Pantywaist looking for work


September sunrise - no, not a sunset
There's a never too late writing award for the over 60s, an elder fest somewhere and probably enough silver tagged onto old peoples' events to heat our homes. 
In my city library there's also a book display for the 'ageing well' festival. Mmm...crafting, menopause, gardening, birdwatching. I approach a woman on the desk with purple hair. We're around the same age. That stand, I say.....it's so depressing. She keeps quiet. I go on...brilliant women novelists over 60, poets, artists, actors, singers and musicians....composers, inventors and women of history.  We laugh. She promises to tell the person who's done the display, gently, that it could be more ambitious. That 'gently' is telling. It reminds me of words I researched for age in the historical thesaurus (a place to browse on a par with an old-style, ramshackle charity shop). 
Ripe, wintered, strucken, far, oldish, grey, eld, crusted, long in the tooth, over the hill, grandevous, antiquated and my all-time favourite, badgerly. (Someone once shouted 'badger' at me when the stripes on the side of my head appeared and much of the rest of my hair was still dark.) It appears in a poem in A Friable Earth. 

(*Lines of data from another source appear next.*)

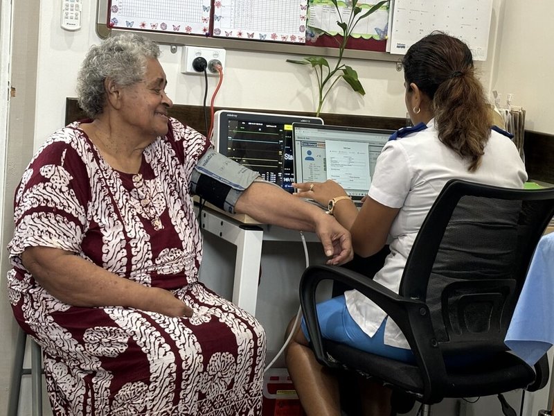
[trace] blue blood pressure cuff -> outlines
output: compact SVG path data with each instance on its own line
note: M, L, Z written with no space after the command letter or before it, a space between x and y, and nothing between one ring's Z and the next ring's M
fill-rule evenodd
M259 174L213 149L198 160L190 191L224 211L235 213L237 200Z

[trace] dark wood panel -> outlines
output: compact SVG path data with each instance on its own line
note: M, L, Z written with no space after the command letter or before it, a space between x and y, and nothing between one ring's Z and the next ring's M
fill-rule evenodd
M221 108L216 108L222 110ZM234 108L242 111L264 112L259 109ZM208 110L209 111L209 109ZM274 111L273 112L275 112ZM302 112L286 112L295 115L313 116L314 113ZM177 104L169 110L169 114L181 123L187 124L206 135L204 112L201 105L184 105ZM85 117L79 108L76 98L66 100L66 124ZM406 119L395 117L376 117L358 114L323 114L321 118L325 124L337 125L354 125L372 128L397 130L406 125ZM554 183L554 136L526 130L524 147L525 162L529 177L535 180Z
M529 177L554 184L554 135L526 130L524 152Z
M223 108L215 108L215 111L218 110L223 110ZM251 111L256 112L276 112L275 110L271 112L251 108L225 107L225 110ZM209 112L209 109L208 109L207 111ZM284 112L292 115L314 115L314 113L303 112L282 111L280 112ZM206 134L204 107L202 105L184 105L176 104L169 109L168 113L172 117L175 117L181 123L190 125L203 135ZM395 117L375 117L373 116L360 116L357 114L321 114L321 116L325 121L325 124L336 125L354 125L357 127L384 128L388 130L398 130L401 127L406 125L405 119L398 119ZM75 121L75 120L80 120L84 118L85 118L85 115L82 112L82 110L79 108L79 105L77 103L77 99L66 98L65 113L66 124L71 123L72 121Z

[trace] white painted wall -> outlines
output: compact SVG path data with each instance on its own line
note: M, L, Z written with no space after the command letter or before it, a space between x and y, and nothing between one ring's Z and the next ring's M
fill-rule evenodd
M3 3L5 0L2 1ZM33 4L35 12L39 15L39 23L36 100L28 103L28 105L33 107L33 111L28 112L30 116L22 117L21 120L33 128L31 130L34 133L24 135L20 139L36 149L50 133L64 124L65 98L75 96L75 82L80 63L89 45L100 40L93 25L96 3L94 0L83 2L85 8L83 25L76 32L66 32L60 28L57 1L43 0L39 6L37 0L18 0L17 3L26 1ZM550 80L546 76L554 69L554 58L548 51L543 53L542 49L546 47L546 42L542 40L549 41L554 36L554 28L548 21L553 9L554 4L548 0L528 2L494 0L489 58L477 64L481 80L488 89L497 89L504 96L508 92L513 93L514 103L527 109L528 127L549 133L554 133L554 128L550 123L553 103L548 85ZM168 95L175 103L202 105L204 77L179 72L180 50L172 54L168 46L163 46L160 61L168 75ZM305 68L287 63L285 60L288 58L292 56L228 51L224 83L217 97L216 105L280 112L314 111L312 78ZM361 98L346 87L337 88L328 100L324 112L405 116L403 76L396 71L394 63L359 60L351 60L347 63L357 70L366 96ZM213 90L216 80L215 77L209 78L209 94ZM18 176L21 171L12 174ZM5 208L4 220L11 221L11 216L10 208ZM228 250L229 247L222 248L220 242L213 239L206 243L203 272L226 270L230 267L228 264L230 259L222 256L220 252ZM267 328L271 351L278 347L286 321L297 308L294 288L304 261L303 256L298 255L301 252L299 243L298 250L296 247L294 248L292 263L288 264L284 263L283 258L287 258L290 247L274 244L270 249L264 249L262 265L264 271L258 313ZM310 245L310 252L314 259L321 254L314 245ZM5 260L1 266L2 270L7 267ZM222 275L225 272L222 272ZM232 275L229 275L232 278ZM219 284L222 293L229 295L231 287L229 281ZM0 303L0 314L3 317L9 316L11 310L5 300L5 284L0 286L0 290L4 300ZM276 293L283 294L282 305L276 304L273 296ZM280 309L280 306L283 309ZM13 337L15 326L6 320L0 320L0 331ZM3 348L4 344L2 346ZM8 345L3 352L0 368L9 369L13 351ZM8 380L8 372L3 371L0 376L0 414L3 414L6 406ZM24 388L24 397L28 397L28 384ZM516 407L519 406L519 396L518 392L510 395L510 402ZM546 395L543 396L537 396L533 407L526 408L526 415L535 416L537 409L546 407ZM452 402L442 406L436 410L436 414L454 415ZM476 405L468 408L467 416L499 413L496 399L481 399ZM26 406L25 409L21 414L29 414L30 407Z
M526 128L554 134L554 70L552 40L554 2L548 0L502 1L499 53L492 86L502 95L514 94L512 104L526 112ZM533 415L534 416L534 415Z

I don't expect to be venerable, but prefer not to be 'struck in years', a wrinkly old soaker. In a list of synonyms specifically for old woman there is old sock, back number, battle axe, old maid, fusspot, prune, old bat. Only matriarch isn't insulting. The most intriguing, and despite its associations, best of the bunch for me has to be pantywaist because it makes me laugh. All those hours when self, autonomy, ambition and reach are abraded, eroded, stolen. I dip into savings. To dip into, as if it's a treat.